Boris Johnson has emerged as the favoured choice of Conservatives to succeed David Cameron as leader of the party, according to a survey for The Independent.
The Mayor of London, who is enjoying a high profile during the Olympics, is favoured by 32 per cent of party members, according to the poll of 1,419 activists conducted by the ConservativeHome website. His nearest rivals are William Hague, the Foreign Secretary and a former party leader, who is backed by 24 per cent, and Michael Gove, the Education Secretary, on 19 per cent.
George Osborne, who was widely seen as Mr Johnson's main rival in the future leadership stakes, is supported by a derisory 2 per cent after a difficult four months since his trouble-hit Budget. Tory leaders are elected by party members in a ballot after the contenders are whittled down to a shortlist of two by the party's MPs.
The survey also revealed lukewarm support for Mr Cameron among the Conservative grassroots, who are traditionally loyal to the leader. A minority (49 per cent) of members surveyed want the Prime Minister to lead them into the next general election. Mr Johnson is the second choice on 18 per cent, followed by Mr Hague on 12 per cent and David Davis, the former shadow Home Secretary, on 10 per cent. No members opt for Mr Osborne. The figures suggest little appetite among activists for Mr Cameron's modernising project and a desire to return to a more traditional Tory agenda.
According to the poll, Tory members are pessimistic about the party's chances of retaining power at the next election. A majority (53 per cent) believe Labour is most likely to be in office while 47 per cent think the Tories will be.
A Labour-Liberal Democrat coalition is seen as the most likely outcome (22 per cent), followed by an overall Labour or Conservative majority (both 20 per cent), a minority Tory government (19 per cent), a minority Labour government (11 per cent) and a second Con-LibDem coalition (8 per cent).
There appears to be little love for the present Coalition with the Liberal Democrats. A tiny 1 per cent of Tory members wants it to continue beyond the next election and 20 per cent want it to end as soon as possible, ideally this year, while 9 per cent say it should end in 2013 and 10 per cent in 2014.
The most favoured course, backed by 41 per cent of members, is for the Coalition to end shortly before the election so the two parties can set out their own plans. Some 19 per cent want it to continue right up to the election.
Allies of Mr Johnson will be encouraged by the findings. Until recently, he enjoyed little support among Conservative MPs but has been taken much more seriously as a potential leader since beating Labour's Ken Livingstone in May to win a second term at City Hall. He is now regarded as the most popular Tory politician in the country and supporters hope a successful Games will enhance his leadership credentials. They believe he will land a safe Tory seat on the eve of the 2015 election and serve as an MP in his final year as Mayor.

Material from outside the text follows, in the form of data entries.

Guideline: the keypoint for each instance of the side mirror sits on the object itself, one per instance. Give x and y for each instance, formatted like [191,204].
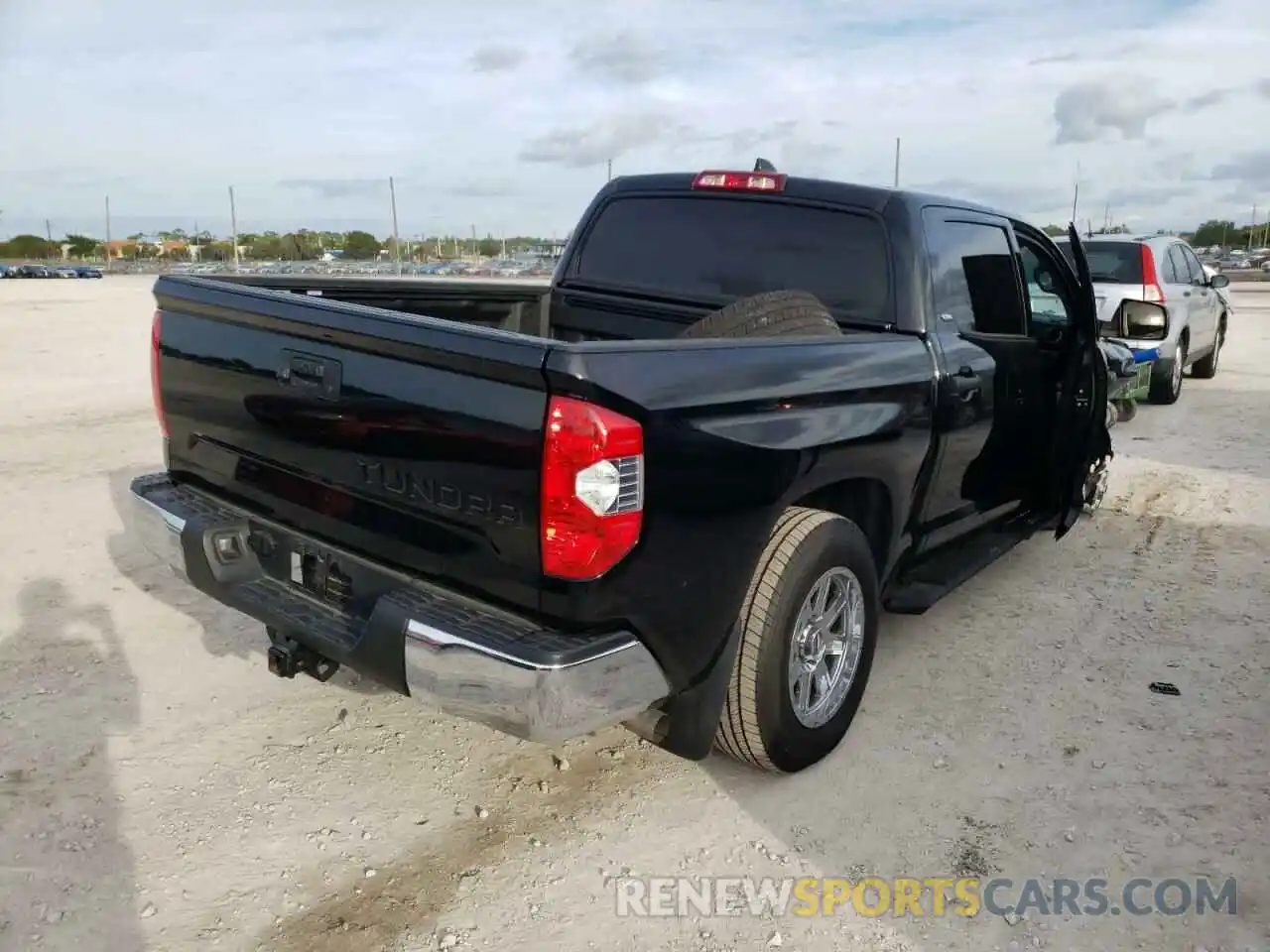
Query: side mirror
[1144,320]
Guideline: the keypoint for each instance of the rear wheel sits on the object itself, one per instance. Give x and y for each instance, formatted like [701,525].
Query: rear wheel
[1166,377]
[810,629]
[1206,368]
[771,315]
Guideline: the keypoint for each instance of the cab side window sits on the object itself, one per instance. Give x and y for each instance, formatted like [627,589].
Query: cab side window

In contrast, Mr Osborne appears to have suffered a dramatic fall from grace after a disastrous Budget and growing doubts about his economic strategy following the slide into a double-dip recession. Unless the Chancellor's fortunes recover, he may not stand in a future leadership contest. Mr Gove could then emerge as the "stop Boris" candidate. The Education Secretary, seen as one of the Cabinet's successful performers, would not run against Mr Osborne but might be persuaded to be a modernisers' standard-bearer against the more traditionalist Mr Johnson.
Mr Davis, backed by 12 per cent of Tory members as Mr Cameron's successor, is the most popular of the possible right-wing contenders. He is ahead of Philip Hammond, the Defence Secretary (7 per cent), and his predecessor Liam Fox (3 per cent). Theresa May, the Home Secretary, is favoured by 2 per cent.